Sidney Nsubuga Enoch admitted in court in Mukono that he bludgeoned Kato with a hammer in January, but that he did so in reaction to a sexual advance.
Kato died while on his way to a hospital.
The murder provoked outrage in Europe and the United States, leading to calls for Kampala to legalize homosexuality.
Ugandan police claimed at the time Nsubuga was a known ‘thief’ who was acquainted with Kato and that the killing had no connection to gay rights.
Kato had been involved in a campaign against a government bill that proposed the death penalty for certain homosexual acts.
However, as in most African societies, homosexuality is illegal in Uganda and considered a grave sin in violation of both the precepts of Christianity and African culture. Just prior to Kato’s killing, he was ‘outed’ in a newspaper that revealed names and addresses (and photos) of dozens of Ugandan gays and lesbians under the headline “Hang Them.”

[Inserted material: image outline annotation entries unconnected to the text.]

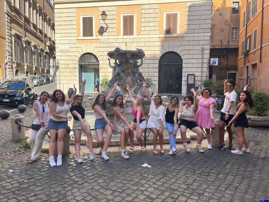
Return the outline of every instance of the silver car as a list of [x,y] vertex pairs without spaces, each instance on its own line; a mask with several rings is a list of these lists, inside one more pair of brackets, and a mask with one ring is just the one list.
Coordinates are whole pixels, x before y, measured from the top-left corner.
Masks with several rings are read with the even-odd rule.
[[27,80],[31,81],[35,86],[45,84],[44,78],[42,76],[31,76],[27,79]]

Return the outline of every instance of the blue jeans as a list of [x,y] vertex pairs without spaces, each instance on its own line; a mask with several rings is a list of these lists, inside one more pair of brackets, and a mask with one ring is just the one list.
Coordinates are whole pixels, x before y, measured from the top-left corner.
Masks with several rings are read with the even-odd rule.
[[[166,123],[165,125],[166,126],[166,129],[168,131],[168,136],[169,138],[169,142],[170,143],[170,149],[172,149],[173,147],[176,148],[176,139],[177,136],[177,130],[178,130],[178,124],[177,123],[177,129],[176,130],[175,130],[175,124],[169,123]],[[173,131],[173,135],[169,135],[169,132],[170,131]],[[176,135],[176,136],[174,136],[174,135]]]

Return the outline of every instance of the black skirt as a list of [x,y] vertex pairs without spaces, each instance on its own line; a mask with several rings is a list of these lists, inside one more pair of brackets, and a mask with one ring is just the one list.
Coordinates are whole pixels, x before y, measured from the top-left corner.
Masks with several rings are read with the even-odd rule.
[[245,128],[249,127],[249,123],[246,114],[242,113],[238,116],[234,123],[235,127],[241,126]]

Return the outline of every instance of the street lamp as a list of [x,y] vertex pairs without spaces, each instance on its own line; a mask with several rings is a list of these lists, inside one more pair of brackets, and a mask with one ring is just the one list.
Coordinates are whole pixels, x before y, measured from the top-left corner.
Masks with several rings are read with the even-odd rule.
[[108,29],[109,26],[107,24],[105,23],[105,21],[106,20],[107,15],[106,15],[106,13],[105,13],[105,12],[104,11],[102,11],[102,12],[101,13],[101,17],[102,17],[102,20],[103,20],[103,21],[104,22],[104,23],[106,27],[105,29],[105,30],[103,32],[105,32],[107,31],[107,29]]

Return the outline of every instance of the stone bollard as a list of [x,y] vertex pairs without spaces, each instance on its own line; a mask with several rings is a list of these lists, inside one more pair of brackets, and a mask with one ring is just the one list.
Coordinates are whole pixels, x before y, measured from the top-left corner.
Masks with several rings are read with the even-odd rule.
[[183,103],[185,103],[185,101],[184,100],[181,100],[179,102],[179,111],[178,111],[178,113],[180,114],[181,112],[182,108],[183,107]]
[[[64,137],[64,151],[63,152],[63,155],[69,154],[70,153],[70,142],[69,139],[70,134],[68,131],[66,131]],[[56,146],[55,151],[54,152],[54,155],[57,156],[58,153],[57,151],[57,142],[56,141]]]
[[11,117],[11,131],[12,134],[12,141],[16,141],[18,140],[25,139],[25,128],[21,126],[19,130],[19,125],[16,124],[16,120],[20,120],[20,123],[24,125],[25,124],[24,117],[21,114],[17,114]]
[[213,147],[218,148],[220,143],[220,136],[219,135],[219,120],[216,119],[215,120],[215,128],[212,130],[211,144]]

Following Kato’s death, Uganda’s parliament decided not to proceed with debating the anti-gay rights bill.
Last month, Uganda entered into a war of words with British Prime Minister David Cameron who warned that the UK would slash foreign aid to countries that would not legalize homosexuality. In response, john Nagenda, an adviser to Ugandan President Yoweri Museveni said Cameron had a bullying mentality and treating Ugandans like children.